「汗疱」と略して呼ばれることもある、汗疱状湿疹
痒いし、見た目がグロテスクだしで厄介な皮膚病の一つに数えられています。

この汗疱の治療は塗り薬が基本となりますが、飲み薬によって治療することはできるのでしょうか。

今回は、汗疱の治療や対処法についてご説明します。

汗疱状湿疹の一般的な治療法

汗疱状湿疹、異汗性湿疹とも呼ばれることもありますね。
これは、手足の汗腺が詰まって水疱になり、その水疱が破れると、
中に詰まった汗によって皮膚がアレルギー反応を起こしてただれてしまう皮膚病です。

一般的な治療としては、ステロイド剤を塗って炎症を止める対症療法がとられます。
汗疱ははっきりとした原因は不明とされているため、根本治療が難しいのです。

汗疱のよくある流れとしては、

  1. 水疱
  2. 破れる
  3. ジュクジュクした湿疹
  4. 乾いて剥がれ落ちる
  5. きれいな皮膚
  6. (繰り返し)

という経過をたどります。

汗疱は、痒みが酷い時だけ塗り薬で症状を抑えれば、
あとはきれいな皮膚が出てくるのを待つだけなので、
あまり手厚い治療は必要ないと考えるお医者さんが多いそうです。

飲み薬での治療、それは「ビオチン治療」

お医者さんによっては、ビオチン治療という治療法を取ることもあります。

これは、腸内環境を乱れによって体内のビオチンが不足し、
その影響で汗疱ができやすくなるという考えから、
ビオチンを補いつつ腸内環境を良くするお薬を飲むという方法です。

飲むお薬は…
ビオチンのサプリメント


ミヤリサンという整腸剤

そしてビタミンC
この治療法は、病院で薬を出してもらった方が安価で済みますが、市販でも手に入ります。
ミヤリサンとビタミンCはドラッグストアにありますし、
ビオチンは日本では製造されていませんが、個人輸入で簡単に購入できます。


体質を改善する治療法なので効果が出るまで時間がかかりますが、「効いた」という声が多数あります。

ところで、市販薬で汗疱を治す場合は…
市販で手に入るステロイド剤「フルコートf


非ステロイド軟膏の「コーフル

これらの塗り薬がありますが、やはり対症療法でしかないことと、
病院で処方されたステロイド剤の方が良く効くことから、これだけで治せるとは言い難いものがあります。

汗疱についてはこちらの記事もご参考に!

お風呂上がりのおすすめケア方法

お風呂上りに手足の皮膚が乾燥して、汗疱の患部が強烈に痒くなることってありますよね。
それをなるべく和らげるための対処法は、どうすれば良いのでしょうか。

まず、お風呂に入っている最中から気を付けたいこと。
それは、洗浄力が強いシャンプーやシリコン入りのシャンプー、リンス、
そして、刺激の強いボディソープを使わないことです。

これらは手の皮膚を弱らせて乾燥を招いてしまうため、低刺激のものに替えた方が良いでしょう。

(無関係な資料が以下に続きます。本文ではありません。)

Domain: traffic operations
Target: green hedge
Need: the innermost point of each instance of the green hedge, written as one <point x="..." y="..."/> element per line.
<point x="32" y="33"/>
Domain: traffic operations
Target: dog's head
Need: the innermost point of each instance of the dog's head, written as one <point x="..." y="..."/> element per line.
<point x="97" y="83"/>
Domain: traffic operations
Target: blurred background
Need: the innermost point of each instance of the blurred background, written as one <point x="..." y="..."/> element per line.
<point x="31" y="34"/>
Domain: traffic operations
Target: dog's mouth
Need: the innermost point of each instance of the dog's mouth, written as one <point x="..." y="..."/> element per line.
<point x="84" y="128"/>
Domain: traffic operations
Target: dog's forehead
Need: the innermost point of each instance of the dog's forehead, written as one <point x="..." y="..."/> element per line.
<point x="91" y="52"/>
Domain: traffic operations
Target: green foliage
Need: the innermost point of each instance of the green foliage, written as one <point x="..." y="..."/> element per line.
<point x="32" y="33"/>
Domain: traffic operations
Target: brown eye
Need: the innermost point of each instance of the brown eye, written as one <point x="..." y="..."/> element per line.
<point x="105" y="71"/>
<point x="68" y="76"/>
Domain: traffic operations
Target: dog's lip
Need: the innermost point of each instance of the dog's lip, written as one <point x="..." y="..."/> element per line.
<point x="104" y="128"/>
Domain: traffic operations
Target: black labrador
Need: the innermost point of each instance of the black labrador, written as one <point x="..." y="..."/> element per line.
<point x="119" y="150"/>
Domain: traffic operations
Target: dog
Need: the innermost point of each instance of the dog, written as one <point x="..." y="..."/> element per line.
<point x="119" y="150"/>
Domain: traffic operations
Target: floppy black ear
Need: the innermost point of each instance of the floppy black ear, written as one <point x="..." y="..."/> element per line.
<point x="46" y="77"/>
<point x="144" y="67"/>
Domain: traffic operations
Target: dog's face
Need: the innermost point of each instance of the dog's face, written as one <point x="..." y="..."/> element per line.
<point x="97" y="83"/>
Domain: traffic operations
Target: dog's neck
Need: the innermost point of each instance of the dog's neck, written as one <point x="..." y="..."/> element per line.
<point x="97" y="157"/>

そして、身体や指の股に洗剤が残らないようにしっかりお湯で流し、
入浴後は顔だけではなく手足も化粧水や保湿剤を使って乾燥を防ぎます。

それでも乾燥しやすい、湿疹部分が痒いという人は、
痒み止めをサッと塗って綿の手袋、靴下を着用して眠りましょう。

お風呂上がりだけではなく、水仕事の後も同様のケアをするとより症状が和らぎますよ。

悪化させないためにしておきたいこと

汗疱を悪化させないためには、上記のように手足の皮膚を保湿することのほか、
水疱のうちに無理やり潰さないことが挙げられます。

汗疱は潰れて湿疹が広がり、それが剥がれ落ちることで終息を迎えますが、
だからと言ってまだ潰れそうにない水疱を無理に潰すと湿疹が悪化し、長引く傾向があるそうです。

ですから、水疱が痒くてもボリボリと掻きむしったり、針で潰したりしてはいけません。
病院から処方された薬を塗りながら、自然に潰れるのを待つようにしましょう。

さいごに

ハッキリとした原因が不明であることや、見た目が良くないせいもあり、
汗疱で苦しむ患者さんは心を痛めることが少なくありません。
でも、汗疱を発症したことを気に病んだり、症状の好転や悪化に一喜一憂していてはいけないと言われています。

ストレスは症状を悪化させる要因になるとも考えられています。
ですからどうか、汗疱を患っても気に病まずに気長に治療してみて下さいね。